Metalli Rari

Un tesoro scoperto per caso: 548 milioni di dollari di vanadio

Un caso fortuito caso ha portato alcuni operai peruviani alla scoperta di uno dei più ricchi e vasti giacimenti di vanadio del mondo. La miniera, che ha prodotto buona parte di tutto il vanadio del mondo, è oggi esaurita.

La storia mineraria del Perù di un importante metallo per tutta l’industria mondiale è legata soprattutto al caso ed al freddo.

Sembra infatti che il più grande giacimento di vanadio del paese, Minas Ragra, fu scoperto nel 1905 da alcuni operai minerari che, durante una pausa dal lavoro, andarono a cercare del carbone per riscaldarsi a causa delle rigide temperature delle montagne. A loro insaputa raccolsero vanadio e lo bruciarono, respirando fumi tossici che quasi li uccisero.

La miniera di Minas Ragra venne ufficialmente scoperta poco dopo ed acquistata da alcuni investitori americani, che scatenarono una corsa al vanadio in tutto il paese sudamericano.

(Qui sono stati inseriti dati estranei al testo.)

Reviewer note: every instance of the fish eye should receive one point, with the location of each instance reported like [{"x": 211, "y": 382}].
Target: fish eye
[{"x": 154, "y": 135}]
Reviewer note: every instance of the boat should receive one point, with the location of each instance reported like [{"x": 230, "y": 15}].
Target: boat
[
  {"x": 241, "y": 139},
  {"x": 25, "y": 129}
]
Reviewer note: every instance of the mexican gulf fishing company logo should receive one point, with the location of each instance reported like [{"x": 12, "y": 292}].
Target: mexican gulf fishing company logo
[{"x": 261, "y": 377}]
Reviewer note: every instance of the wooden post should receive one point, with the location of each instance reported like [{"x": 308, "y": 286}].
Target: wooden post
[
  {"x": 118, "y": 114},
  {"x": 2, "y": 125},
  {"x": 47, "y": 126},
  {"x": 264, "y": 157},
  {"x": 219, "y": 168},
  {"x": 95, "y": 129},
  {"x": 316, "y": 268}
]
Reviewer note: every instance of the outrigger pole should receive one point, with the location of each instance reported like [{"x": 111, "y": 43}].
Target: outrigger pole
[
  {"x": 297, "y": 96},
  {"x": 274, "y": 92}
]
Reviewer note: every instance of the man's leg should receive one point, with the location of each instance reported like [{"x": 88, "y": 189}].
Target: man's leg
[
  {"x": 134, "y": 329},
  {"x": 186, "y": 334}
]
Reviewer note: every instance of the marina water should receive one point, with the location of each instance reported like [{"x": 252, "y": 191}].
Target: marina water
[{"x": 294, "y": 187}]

Nel 1920 già era chiaro la vastità e la ricchezza della miniera, diventata indispensabile per lo sviluppo della giovanissima e fiorente industria automobilistica americana.

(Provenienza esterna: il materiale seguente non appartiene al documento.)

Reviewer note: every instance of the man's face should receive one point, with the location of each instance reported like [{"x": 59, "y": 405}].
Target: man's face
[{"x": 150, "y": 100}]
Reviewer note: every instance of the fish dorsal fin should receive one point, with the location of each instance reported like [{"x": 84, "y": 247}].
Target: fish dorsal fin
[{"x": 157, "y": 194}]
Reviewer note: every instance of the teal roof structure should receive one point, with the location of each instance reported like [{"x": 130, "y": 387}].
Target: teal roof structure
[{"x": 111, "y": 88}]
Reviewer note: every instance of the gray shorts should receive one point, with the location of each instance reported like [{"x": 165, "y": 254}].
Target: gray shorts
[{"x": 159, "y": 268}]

Nel 1955 Minas Ragra aveva esaurito anche l’ultimo grammo di vanadio e il mondo rimase senza 43.000 tonnellate

Ma la miniera si sarebbe presto esaurita. Dopo aver prodotto il 52% di tutto il vanadio del mondo, facendo crollare il prezzo da 2.260 dollari al chilogrammo ad un minimo di 2,2 dollari al chilogrammo, si avvicinava l’ora del tramonto per una delle prime miniere di questo metallo su scala industriale.

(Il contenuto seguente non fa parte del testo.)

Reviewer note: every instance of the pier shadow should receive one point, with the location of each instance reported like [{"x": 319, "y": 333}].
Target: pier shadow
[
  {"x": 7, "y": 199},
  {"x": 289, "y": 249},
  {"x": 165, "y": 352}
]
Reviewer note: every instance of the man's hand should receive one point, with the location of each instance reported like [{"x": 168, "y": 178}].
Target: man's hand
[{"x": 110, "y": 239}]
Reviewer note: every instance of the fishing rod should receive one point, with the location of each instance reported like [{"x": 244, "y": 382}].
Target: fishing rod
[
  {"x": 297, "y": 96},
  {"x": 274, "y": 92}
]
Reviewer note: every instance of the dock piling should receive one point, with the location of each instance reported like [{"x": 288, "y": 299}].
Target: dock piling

Nel 1955 Minas Ragra aveva esaurito anche l’ultimo grammo di vanadio e il mondo rimase senza 43.000 tonnellate di pentossido di vanadio. Secondo alcune stime, la miniera peruviana aveva prodotto fino a quel momento circa 548 milioni di dollari di metallo, ai prezzi di mercato attuali.

Per più di 60 anni scomparvero tutte le ambizioni di esplorazione di nuove miniere nel paese e nessun impresa fu più avviata per estrarre vanadio dal suolo peruviano.


Ma recentemente, l’interesse per il riavvio di qualche miniera di vanadio in Perù si è riacceso, grazie al vicino Brasile, dove è in costante aumento la produzione di questo metallo nella miniera di Maracas Menchen, gestita dalla Largo Resources, da cui sono già state estratte circa 1.140 tonnellate.

Tuttavia, l’esaurimento anche di questa miniera potrebbe rimettere in gioco un paese come il Perù che, come sostiene qualche vecchio minatore, nasconde tra le sue montagne ancora ricchi e sconosciuti tesori minerari.